© iStock

Entre l’Homme et le singe, une filiation pas si linéaire

Marie Gathon
Marie Gathon Journaliste Levif.be

L’Homme vient du singe, mais la filiation entre le chimpanzé (notre plus proche cousin) et nous, n’est pas si linéaire qu’on le pensait. Le point sur les dernières découvertes, liées à l’évolution de l’étude du génome.

À l’heure actuelle, les scientifiques tentent toujours de déterminer à quel moment précis (au million d’années près) la filiation entre l’Homme et le singe s’est scindée. En effet, la réponse à cette question n’a cessé d’évoluer au cours des décennies, en même temps que les nouvelles découvertes, les évolutions techniques et technologiques.

L’étude de l’ADN s’est avérée un outil très puissant pour déterminer ce qui nous sépare de notre cousin le plus proche, le chimpanzé, rapporte le Guardian. En 2005, les génomes complets de l’Homme et du chimpanzé ont été comparés et les scientifiques ont constaté que nous partagions 98 % de notre ADN.

Les différences entre les deux contiennent des indices importants sur le moment de la séparation de nos deux lignées. En estimant la vitesse à laquelle de nouvelles mutations génétiques sont acquises au cours des générations, les scientifiques peuvent utiliser les différences génétiques comme une « horloge moléculaire » pour donner une idée approximative du moment où cette séparation s’est produite. La plupart des calculs estime que cela s’est produit il y a entre quatre et huit millions d’années. C’est beaucoup plus récent que ce que l’on pensait il y a encore quelques décennies.

Nous ne connaissons donc toujours pas l’identité de nos ancêtres communs les plus récents avec les chimpanzés. Mais les scientifiques ont tendance à ne pas aimer l’expression de « chaînon manquant », car elle implique que l’évolution se déroule de manière ordonnée et linéaire. « Cela donne le sentiment qu’il existe une seule forme transitionnelle qui comble magiquement le fossé entre un singe vivant et un humain vivant et suggère que nous devons tout intégrer dans notre ligne d’évolution », explique Chris Stringer, responsable des origines humaines au Musée d’Histoire naturelle de Grande-Bretagne.

La réalité est plus désordonnée: les différentes branches évoluent à des rythmes différents; de nouveaux traits peuvent émerger plusieurs fois indépendamment; les divisions peuvent être traînées au cours des millénaires et à travers les continents, avec des populations divergentes puis se reproduisant à nouveau. Plutôt que l’arbre de la vie, c’est plutôt un buisson dense et épineux.
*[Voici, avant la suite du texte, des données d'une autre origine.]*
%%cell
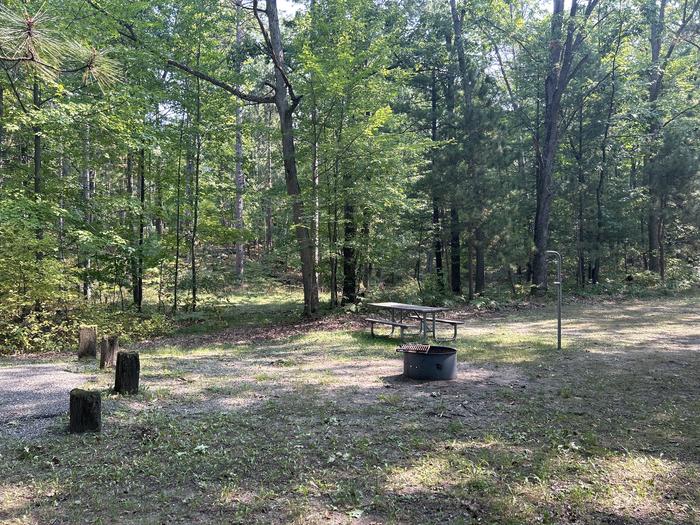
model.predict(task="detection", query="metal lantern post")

Par ailleurs, nous ne pouvons pas non plus affirmer que le chimpanzé est une version moins évoluée de nous-mêmes. Notre ancêtre commun hypothétique aurait eu un mélange de traits ressemblant à des chimpanzés, de traits humains et de traits primitifs que les deux espèces ont fini par laisser derrière eux. Cet ancêtre commun aurait pu marcher à quatre pattes, ou aurait aussi pu être plus droit.

Les scientifiques essaient encore de reconstituer ce puzzle évolutif basé sur un jeu changeant de créatures qui apparaissent dans les archives fossiles. Pour compliquer les choses, la plupart des fossiles trouvés représentent probablement des branches latérales évolutives plutôt que des ancêtres directs.

L’évolution de l’Homo sapiens

La première preuve de l’existence de l’Homo sapiens (c’est-à-dire nous) vient de fossiles datés d’il y a un peu plus de 300 000 ans et qui ont été mis au jour dans une grotte au Maroc. Les ossements d’au moins cinq personnes ont été retrouvés à côté d’outils, d’ossements de gazelles et de morceaux de charbon de bois. Jean-Jacques Hublin, un scientifique de l’Institut Max Planck d’anthropologie évolutionniste à Leipzig qui a exhumé les fossiles, a déclaré au Guardian l’année dernière: « Le visage du spécimen que nous avons trouvé est le visage de quelqu’un que l’on pourrait rencontrer à Londres. »

Jusqu’à récemment, des sources convergentes de preuves provenant des fossiles, de la génétique et de l’archéologie suggéraient que les humains modernes se sont d’abord propagés de l’Afrique vers l’Eurasie il y a environ 60 000 ans. Cependant, une série de découvertes récentes – y compris un trésor de dents humaines vieilles de 100 000 ans trouvées dans une grotte en Chine, et une mâchoire vieille de près de 200 000 ans dans le nord d’Israël – montrent que l’Homo sapiens s’est baladé à travers le monde beaucoup plus tôt que ce que l’on pensait.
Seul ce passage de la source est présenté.